Technik4 said:
Mike, I agree, but its also a little sad. I mean, why should characters NEVER try something that may be statistically unwise to do? I'm sure heroes out of legend occasionally did things even if they looked really bad, and sometimes it pays off.
There's "looked really bad," and then there's, "oh, come on."
That said, sure. There are reasons why you might want to pick up the -6/-10 penalty. I'll construct one here (be warned, it'll be very, very strained):
You're fighting an undead critter. It's guarding a Doomsday Device (tm). If you don't kill the undead
this round, you won't be able to to disable the Doomsday Device before it goes off, and everyone dies. You know, or are relatively certain, that the undead critter has a larger number of hit points remaining than you can theoretically do in one round.

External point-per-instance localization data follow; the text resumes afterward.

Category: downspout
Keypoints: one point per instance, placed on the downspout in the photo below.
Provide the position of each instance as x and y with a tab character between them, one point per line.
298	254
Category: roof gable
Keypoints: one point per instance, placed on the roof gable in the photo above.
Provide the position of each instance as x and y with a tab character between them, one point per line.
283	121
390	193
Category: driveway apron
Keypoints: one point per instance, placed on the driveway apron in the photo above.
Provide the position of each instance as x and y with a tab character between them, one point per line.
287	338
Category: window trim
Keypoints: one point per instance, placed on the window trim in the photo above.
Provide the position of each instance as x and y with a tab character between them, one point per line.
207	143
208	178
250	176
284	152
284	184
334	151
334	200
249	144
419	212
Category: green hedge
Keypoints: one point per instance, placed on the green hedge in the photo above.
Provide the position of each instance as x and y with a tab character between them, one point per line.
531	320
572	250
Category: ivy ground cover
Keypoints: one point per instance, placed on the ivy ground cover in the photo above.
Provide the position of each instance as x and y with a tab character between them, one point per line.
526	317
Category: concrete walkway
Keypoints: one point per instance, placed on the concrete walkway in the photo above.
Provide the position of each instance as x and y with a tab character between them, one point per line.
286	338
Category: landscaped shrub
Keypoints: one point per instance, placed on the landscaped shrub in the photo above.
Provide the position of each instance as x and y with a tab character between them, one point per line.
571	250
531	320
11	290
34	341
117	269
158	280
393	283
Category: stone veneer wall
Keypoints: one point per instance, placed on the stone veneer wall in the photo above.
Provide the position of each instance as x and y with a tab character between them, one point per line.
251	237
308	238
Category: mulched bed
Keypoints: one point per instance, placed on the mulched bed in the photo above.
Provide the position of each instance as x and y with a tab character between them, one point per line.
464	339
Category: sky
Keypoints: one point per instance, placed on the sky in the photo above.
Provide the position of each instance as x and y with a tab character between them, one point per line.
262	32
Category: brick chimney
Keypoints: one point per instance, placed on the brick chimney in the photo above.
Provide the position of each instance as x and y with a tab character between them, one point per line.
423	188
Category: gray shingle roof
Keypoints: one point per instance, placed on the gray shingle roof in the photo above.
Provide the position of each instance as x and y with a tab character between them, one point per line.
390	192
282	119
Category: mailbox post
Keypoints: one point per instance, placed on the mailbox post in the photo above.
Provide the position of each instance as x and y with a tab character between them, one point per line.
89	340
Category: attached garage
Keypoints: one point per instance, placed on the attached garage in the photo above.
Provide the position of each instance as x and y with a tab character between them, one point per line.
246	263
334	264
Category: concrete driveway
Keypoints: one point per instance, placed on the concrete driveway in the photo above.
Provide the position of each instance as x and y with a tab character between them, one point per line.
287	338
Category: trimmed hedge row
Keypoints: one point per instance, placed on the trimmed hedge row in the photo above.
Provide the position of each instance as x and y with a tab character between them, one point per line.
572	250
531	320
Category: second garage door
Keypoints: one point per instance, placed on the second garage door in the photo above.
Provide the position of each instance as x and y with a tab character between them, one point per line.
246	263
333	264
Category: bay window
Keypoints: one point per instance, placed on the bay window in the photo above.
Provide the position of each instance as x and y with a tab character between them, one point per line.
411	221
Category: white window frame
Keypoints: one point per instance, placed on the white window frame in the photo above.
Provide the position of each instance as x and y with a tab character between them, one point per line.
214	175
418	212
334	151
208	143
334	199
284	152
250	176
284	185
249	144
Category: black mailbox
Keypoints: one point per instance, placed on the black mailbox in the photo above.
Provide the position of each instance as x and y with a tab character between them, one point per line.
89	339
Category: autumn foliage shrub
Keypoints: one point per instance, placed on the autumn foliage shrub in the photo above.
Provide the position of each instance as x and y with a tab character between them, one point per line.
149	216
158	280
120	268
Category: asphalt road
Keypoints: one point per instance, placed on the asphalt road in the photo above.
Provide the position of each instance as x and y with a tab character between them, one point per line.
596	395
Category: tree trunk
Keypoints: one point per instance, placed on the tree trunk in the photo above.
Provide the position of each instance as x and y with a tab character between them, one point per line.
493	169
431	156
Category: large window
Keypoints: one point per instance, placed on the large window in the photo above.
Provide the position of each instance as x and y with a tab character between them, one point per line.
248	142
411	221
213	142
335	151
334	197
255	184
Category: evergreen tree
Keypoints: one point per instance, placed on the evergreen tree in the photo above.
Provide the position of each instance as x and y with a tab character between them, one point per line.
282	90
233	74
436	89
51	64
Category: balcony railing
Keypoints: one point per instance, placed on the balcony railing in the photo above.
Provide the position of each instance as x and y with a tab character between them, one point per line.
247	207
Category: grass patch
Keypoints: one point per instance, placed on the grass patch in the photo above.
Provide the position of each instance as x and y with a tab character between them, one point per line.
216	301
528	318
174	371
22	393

So you quick-draw your backup mace or whatever, and suck up the -6/-10 penalty, hoping you get crazy lucky and hit with all of your attacks and that's enough damage to put you up over the top of the hit points. It's, probably literally, a 1% chance, but you've got little to lose. In a movie, you'd win at the last second.
In D&D, barring a GM's liberal application of Rule Zero, 99% of all campaigns that had this situation would end right there.

D&D is not a particularly forgiving game in terms of "doing things that sound crazy, but just... might.... work!" For such things, a drama-point kind of mechanic is what you want. D20 Modern's Action Points might be a step in the right direction.